It was one of the most eagerly awaited judgments in recent times. On January 20, the Indian Supreme Court held that U.K.-based telecom service provider Vodafone was not liable to pay tax on a deal involving the 2007 takeover of the Indian telecom assets of Hong Kong-based Hutchison.
The issue was simple. The US$11 billion shelled out for a 67% stake in Hutchison Essar (the Indian company) was a transaction between two foreign entities. But the underlying assets were almost entirely in India. The Indian tax authorities claimed that the deal should thus attract capital gains tax in India. Vodafone was hit with the demand because it should have withheld the tax amount before paying Hutchison. Besides, Vodafone had the Indian assets; Hutchison had no significant interests left in the country.
The Supreme Court felt that the transaction was not a sham or an attempt at tax avoidance. “We hold that the offshore transaction herein is a bona fide FDI (foreign direct investment) into India which fell outside India’s territorial tax jurisdiction,” said the court. “Hence [it is] not taxable.” The Bombay High Court had earlier ruled in favor of the tax authorities. Vodafone had approached the Supreme Court and had been asked to deposit US$500 million and provide a bank guarantee of US$1.7 billion while its appeal was being heard. The deposit is now being returned with 4% interest.
Vodafone is understandably pleased with its victory. “We welcome the Supreme Court’s decision, which underpins our confidence in India,” Vodafone Group CEO Vittorio Colao said in a statement. “We will continue to grow our Indian business, including making significant investments in rural areas and in 3G network coverage.” In London, Vodafone Group shares rose about 1.5%.

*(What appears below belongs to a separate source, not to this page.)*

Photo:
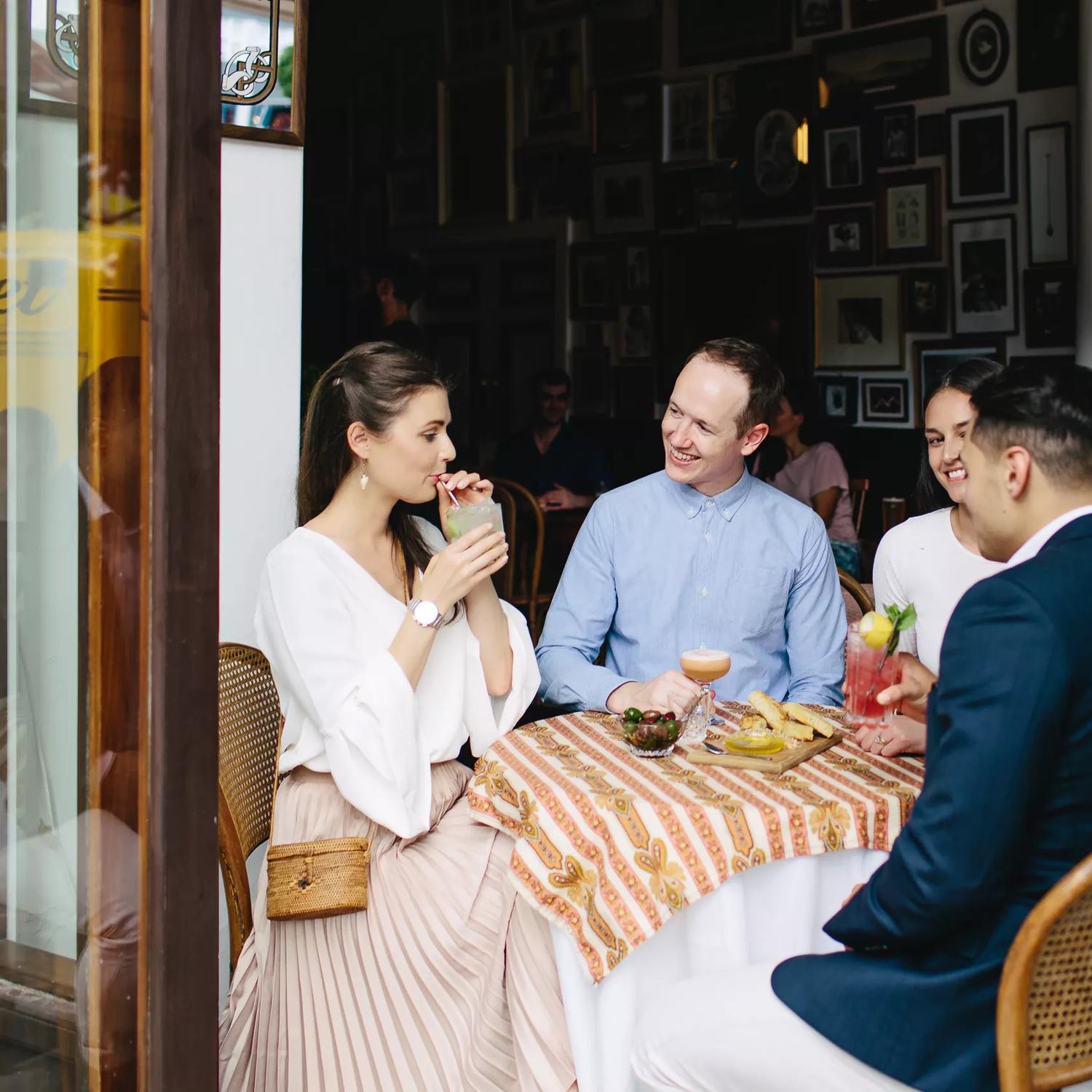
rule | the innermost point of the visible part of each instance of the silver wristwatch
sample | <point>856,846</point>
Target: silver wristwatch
<point>426,614</point>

The Vodafone judgment is obviously important for the company. But it has greater ramifications. “The verdict will bring a certainty in the minds of global investors regarding Indian tax consequences in case of sale of their investments,” says Suresh Surana, founder of the accounting and auditing firm RSM Astute Consulting. “The international community has been keenly awaiting the verdict.” Adds Rohan Shah, managing partner of law firm Economic Laws Practice: “The judgment takes a clear position on India’s territorial jurisdiction to tax. It holds that transfer of shares outside India is not taxable in India. It also supports the legitimacy of tax planning in genuine investment transactions.”
“This case has been highlighted in the foreign media,” lawyer Ajay Vohra of Vaish Associates had told India Knowledge at Wharton earlier. “If this goes in favor of Indian Revenue, it will become a test case for several such transactions which have taken place outside India resulting in transfer of ownership of the India piece as well. I think the international media and the international tax community are very alarmed about the prospects of this case.”
The tax authorities may have lost, but their position isn’t entirely without merit. If this be the accepted law, many multinationals would restructure their holding structures in their Indian interests. But Vodafone may be one of the last companies to escape the capital gains tax net. Meetings of bureaucrats and ministers in Delhi following the Supreme Court judgment indicated that such “loopholes” would be plugged. Vodafone and other similar deals – for example, GE’s US$500 million sale of its majority stake in outsourcing firm Genpact to private equity firms General Atlantic and Oak Hill Partners, and the US$981 million sale of Mitsui’s 51% in mining company Sesa Goa to Anil Agarwal’s U.K.-based Vedanta Group – were expected to chip in to help balance the government’s books. They won’t. But such deals in the future may well be brought under the tax net. Says Surana of RSM: “The DTC [direct tax code currently under discussion] Bill does provide for taxing such transactions if the Indian investments constitute more than 50% of the total assets of the holding company.”